Nilai tersebut meningkat sekitar lima persen dibandingkan periode yang sama tahun sebelumnya. Capaian itu sekaligus menunjukkan kepercayaan investor terhadap potensi ekonomi daerah masih terjaga.
Saat ini, investasi di NTB masih didominasi Penanaman Modal Asing (PMA). Investor dari kawasan Asia Timur menjadi penyumbang terbesar, disusul investor dari Australia, Amerika Utara, dan Eropa yang turut memberikan kontribusi terhadap realisasi investasi daerah.
Di tengah kondisi ekonomi global yang dinamis, Pemerintah Provinsi NTB juga mencatat adanya peningkatan minat investasi baru. Sedikitnya lima investor besar telah mengajukan permohonan pertemuan dengan pemerintah daerah untuk membahas peluang kerja sama investasi.
“Mayoritas berasal dari sektor pariwisata, tetapi ada juga yang bergerak di bidang perikanan dan kelautan, pertanian, perkebunan, serta industri,” ungkap Irnadi.

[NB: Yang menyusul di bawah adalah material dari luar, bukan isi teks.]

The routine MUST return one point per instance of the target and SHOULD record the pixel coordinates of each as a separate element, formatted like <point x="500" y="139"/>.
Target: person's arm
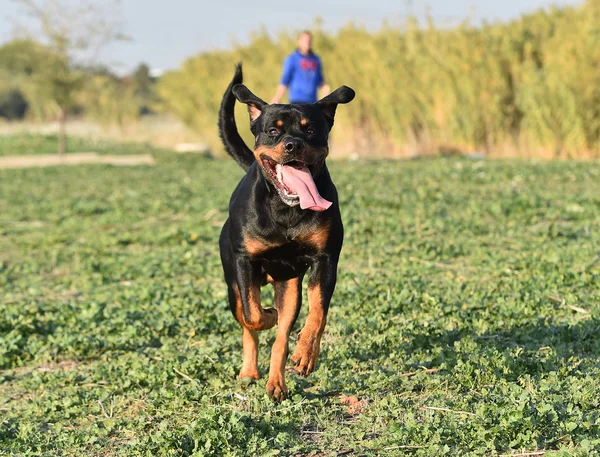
<point x="286" y="79"/>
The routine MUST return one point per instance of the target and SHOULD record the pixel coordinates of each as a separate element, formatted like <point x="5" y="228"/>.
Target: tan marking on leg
<point x="249" y="342"/>
<point x="259" y="318"/>
<point x="250" y="349"/>
<point x="287" y="301"/>
<point x="309" y="342"/>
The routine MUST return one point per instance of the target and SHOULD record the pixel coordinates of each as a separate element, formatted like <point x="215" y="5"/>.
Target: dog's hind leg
<point x="288" y="298"/>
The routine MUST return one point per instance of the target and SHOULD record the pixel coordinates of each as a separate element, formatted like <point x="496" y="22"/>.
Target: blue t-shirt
<point x="302" y="75"/>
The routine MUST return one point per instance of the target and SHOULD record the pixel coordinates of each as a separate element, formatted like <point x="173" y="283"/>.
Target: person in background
<point x="302" y="74"/>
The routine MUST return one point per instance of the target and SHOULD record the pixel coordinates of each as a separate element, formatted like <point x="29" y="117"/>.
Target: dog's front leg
<point x="321" y="284"/>
<point x="248" y="278"/>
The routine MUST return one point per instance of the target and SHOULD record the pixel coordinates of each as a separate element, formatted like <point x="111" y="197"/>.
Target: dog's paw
<point x="276" y="388"/>
<point x="306" y="354"/>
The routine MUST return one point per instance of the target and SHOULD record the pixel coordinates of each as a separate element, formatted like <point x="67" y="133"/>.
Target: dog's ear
<point x="329" y="103"/>
<point x="255" y="104"/>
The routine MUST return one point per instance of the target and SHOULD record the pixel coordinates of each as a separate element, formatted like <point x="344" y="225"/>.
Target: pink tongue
<point x="299" y="181"/>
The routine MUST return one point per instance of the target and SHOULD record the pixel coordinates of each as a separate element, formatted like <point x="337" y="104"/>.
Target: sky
<point x="164" y="32"/>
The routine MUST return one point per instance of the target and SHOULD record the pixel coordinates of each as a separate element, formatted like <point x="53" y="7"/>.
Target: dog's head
<point x="291" y="143"/>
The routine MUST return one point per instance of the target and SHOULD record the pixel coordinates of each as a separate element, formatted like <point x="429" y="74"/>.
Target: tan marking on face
<point x="315" y="155"/>
<point x="276" y="153"/>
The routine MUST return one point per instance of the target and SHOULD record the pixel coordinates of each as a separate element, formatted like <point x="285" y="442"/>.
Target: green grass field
<point x="466" y="319"/>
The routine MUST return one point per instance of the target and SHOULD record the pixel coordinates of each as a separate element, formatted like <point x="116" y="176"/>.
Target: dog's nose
<point x="293" y="145"/>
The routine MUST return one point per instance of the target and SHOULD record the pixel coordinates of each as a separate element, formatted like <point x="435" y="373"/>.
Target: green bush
<point x="526" y="87"/>
<point x="13" y="104"/>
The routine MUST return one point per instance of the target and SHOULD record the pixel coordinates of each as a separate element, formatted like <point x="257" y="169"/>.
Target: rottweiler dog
<point x="284" y="218"/>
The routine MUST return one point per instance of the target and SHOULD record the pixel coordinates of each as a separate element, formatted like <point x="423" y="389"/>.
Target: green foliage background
<point x="466" y="318"/>
<point x="528" y="87"/>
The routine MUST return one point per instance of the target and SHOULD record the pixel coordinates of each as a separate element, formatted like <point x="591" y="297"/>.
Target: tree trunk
<point x="62" y="132"/>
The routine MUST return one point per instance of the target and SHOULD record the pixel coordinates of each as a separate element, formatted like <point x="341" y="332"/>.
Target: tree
<point x="73" y="33"/>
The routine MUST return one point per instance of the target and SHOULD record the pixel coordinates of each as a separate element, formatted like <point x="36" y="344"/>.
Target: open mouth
<point x="274" y="171"/>
<point x="294" y="184"/>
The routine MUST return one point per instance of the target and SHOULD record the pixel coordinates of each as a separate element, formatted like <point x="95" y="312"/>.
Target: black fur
<point x="260" y="215"/>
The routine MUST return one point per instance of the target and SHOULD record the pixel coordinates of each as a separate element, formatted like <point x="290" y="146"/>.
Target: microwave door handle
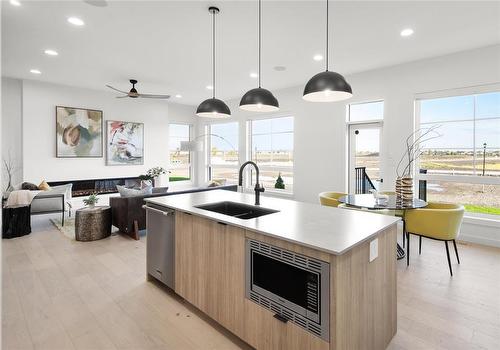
<point x="281" y="318"/>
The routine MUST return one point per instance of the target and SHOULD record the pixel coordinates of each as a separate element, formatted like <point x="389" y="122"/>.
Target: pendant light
<point x="327" y="86"/>
<point x="213" y="107"/>
<point x="259" y="99"/>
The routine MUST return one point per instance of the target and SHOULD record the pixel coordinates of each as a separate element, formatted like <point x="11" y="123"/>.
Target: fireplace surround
<point x="86" y="187"/>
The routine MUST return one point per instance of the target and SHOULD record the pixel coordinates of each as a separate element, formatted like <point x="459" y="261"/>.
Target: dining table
<point x="390" y="202"/>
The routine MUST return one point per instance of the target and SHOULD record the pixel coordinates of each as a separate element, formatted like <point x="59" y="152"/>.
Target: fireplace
<point x="100" y="186"/>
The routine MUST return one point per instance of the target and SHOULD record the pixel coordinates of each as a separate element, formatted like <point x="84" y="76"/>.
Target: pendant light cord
<point x="213" y="53"/>
<point x="327" y="35"/>
<point x="259" y="42"/>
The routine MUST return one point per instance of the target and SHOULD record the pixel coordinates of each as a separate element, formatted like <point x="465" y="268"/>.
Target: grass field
<point x="178" y="178"/>
<point x="482" y="209"/>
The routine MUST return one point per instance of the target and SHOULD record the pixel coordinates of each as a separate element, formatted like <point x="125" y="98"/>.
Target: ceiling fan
<point x="134" y="94"/>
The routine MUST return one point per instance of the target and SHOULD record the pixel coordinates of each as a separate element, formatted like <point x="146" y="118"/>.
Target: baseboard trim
<point x="479" y="240"/>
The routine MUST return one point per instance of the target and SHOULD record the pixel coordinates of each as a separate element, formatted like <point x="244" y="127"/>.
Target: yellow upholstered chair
<point x="331" y="199"/>
<point x="440" y="221"/>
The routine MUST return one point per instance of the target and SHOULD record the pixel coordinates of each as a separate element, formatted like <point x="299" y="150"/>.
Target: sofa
<point x="129" y="216"/>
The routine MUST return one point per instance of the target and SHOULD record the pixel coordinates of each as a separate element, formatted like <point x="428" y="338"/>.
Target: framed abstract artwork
<point x="125" y="143"/>
<point x="78" y="132"/>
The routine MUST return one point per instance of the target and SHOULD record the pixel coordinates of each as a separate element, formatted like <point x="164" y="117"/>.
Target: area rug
<point x="68" y="229"/>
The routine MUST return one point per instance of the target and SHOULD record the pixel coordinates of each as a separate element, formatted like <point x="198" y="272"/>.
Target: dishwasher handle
<point x="166" y="213"/>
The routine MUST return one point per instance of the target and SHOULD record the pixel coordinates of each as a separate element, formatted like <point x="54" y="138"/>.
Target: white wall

Untuk menjaga pertumbuhan investasi, Pemprov NTB kini mulai mengarahkan fokus pembangunan ekonomi pada sektor hilirisasi. Pemerintah menargetkan sejumlah proyek pengolahan hasil produksi lokal dapat mulai terealisasi paling lambat pada akhir 2026 hingga 2027.
Salah satu proyek yang tengah didorong adalah pembangunan fasilitas pengolahan hasil pertanian, termasuk pabrik beras di Pulau Lombok. Kehadiran industri tersebut diharapkan mampu meningkatkan nilai tambah komoditas lokal sekaligus memperkuat perekonomian masyarakat.
“Rencananya NTB akan dibangun pabrik beras di daerah Lombok,” kata Irnadi.
Pemprov NTB berharap masuknya investasi baru dan pengembangan sektor hilirisasi dapat menjadi penggerak pertumbuhan ekonomi daerah yang lebih berkelanjutan di tengah tantangan ekonomi global. (r)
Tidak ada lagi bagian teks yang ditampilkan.